The equipment is modern.  The interiors are kept spotless.  The flight attendants could moonlight in telenovelas.  And we were served the same type of box lunches you receive on first class Mexican buses.  (Not really very good.  But just like old-fashioned airline food.)  It is almost like joining James Darren in The Time Tunnel.

There was an added bonus.  The economy class seats were in a two and two configuration.  And, as luck would have it, this is who sat next to me.

No one.  It was like winning the travel lottery.  I could stretch out or use the empty seat as a desk.  I did both.

What jolted me into this reverie is pictured at the top of this essay.  The flight attendant handed me a bag of peanuts.  Peanuts.  And no one became hysterical that someone three flights later might touch a tray table, get dizzy, and sue the airline into bankruptcy.

Because we are in Mexico.  People actually take responsibility for their own well-being -- and very few people are searching for the next permutation of victimhood.  That is only one reason I love it there.

I say "there" because I am now in Dallas on an overnight lay-over for an early morning flight to Shanghai.  Rather than stay downtown, I decided to conserve my travel time in the morning by booking into the Hyatt at the airport.  The sound of flights coming and going will be my white noise.

Here is my room.

Not much character.  I could just as easily be in a business hotel in Kenya -- or Singapore.

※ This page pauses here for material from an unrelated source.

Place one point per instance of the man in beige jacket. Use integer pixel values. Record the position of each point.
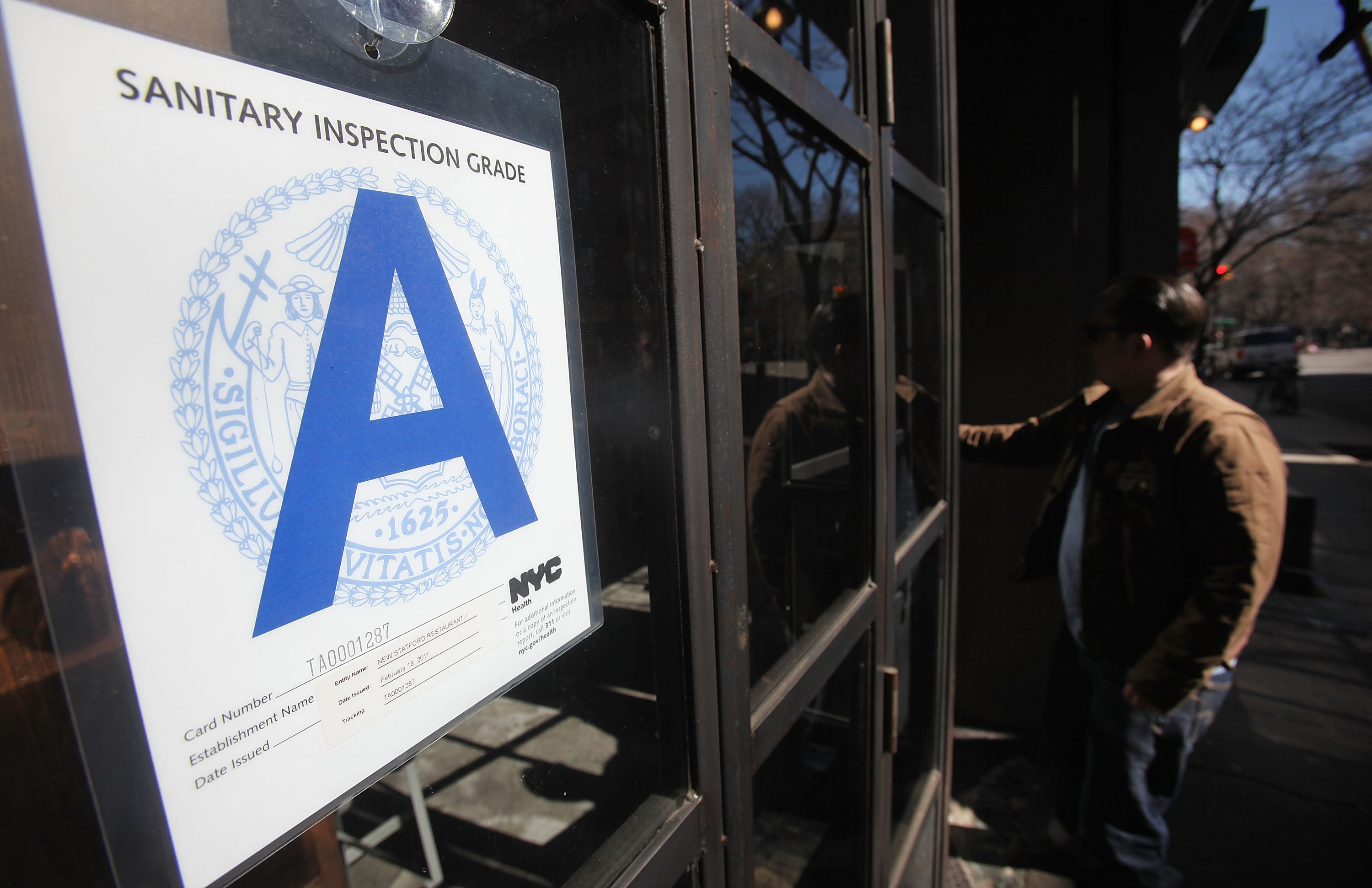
(1164, 525)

But the hotel knows its customer service.  While signing in, the clerk handed me a bottle of cold water.  Just what I needed after the brief trek to the hotel.

And the bed?  Perfect.  I usually do not sleep well until I have slept in the same bed for at least three days.  I suspect tonight (because I am writing this just before I go to bed) will be one of those exceptions.

With a sixteen hour flight in front of me, I can use the rest.

My next essay should come from Shanghai.  We will see if Steve's freedom machine works -- or if the leaders of the police state manage to keep me from talking with you liberty-loving folk.

If nothing else, you should hear from me when I board the ship on Sunday.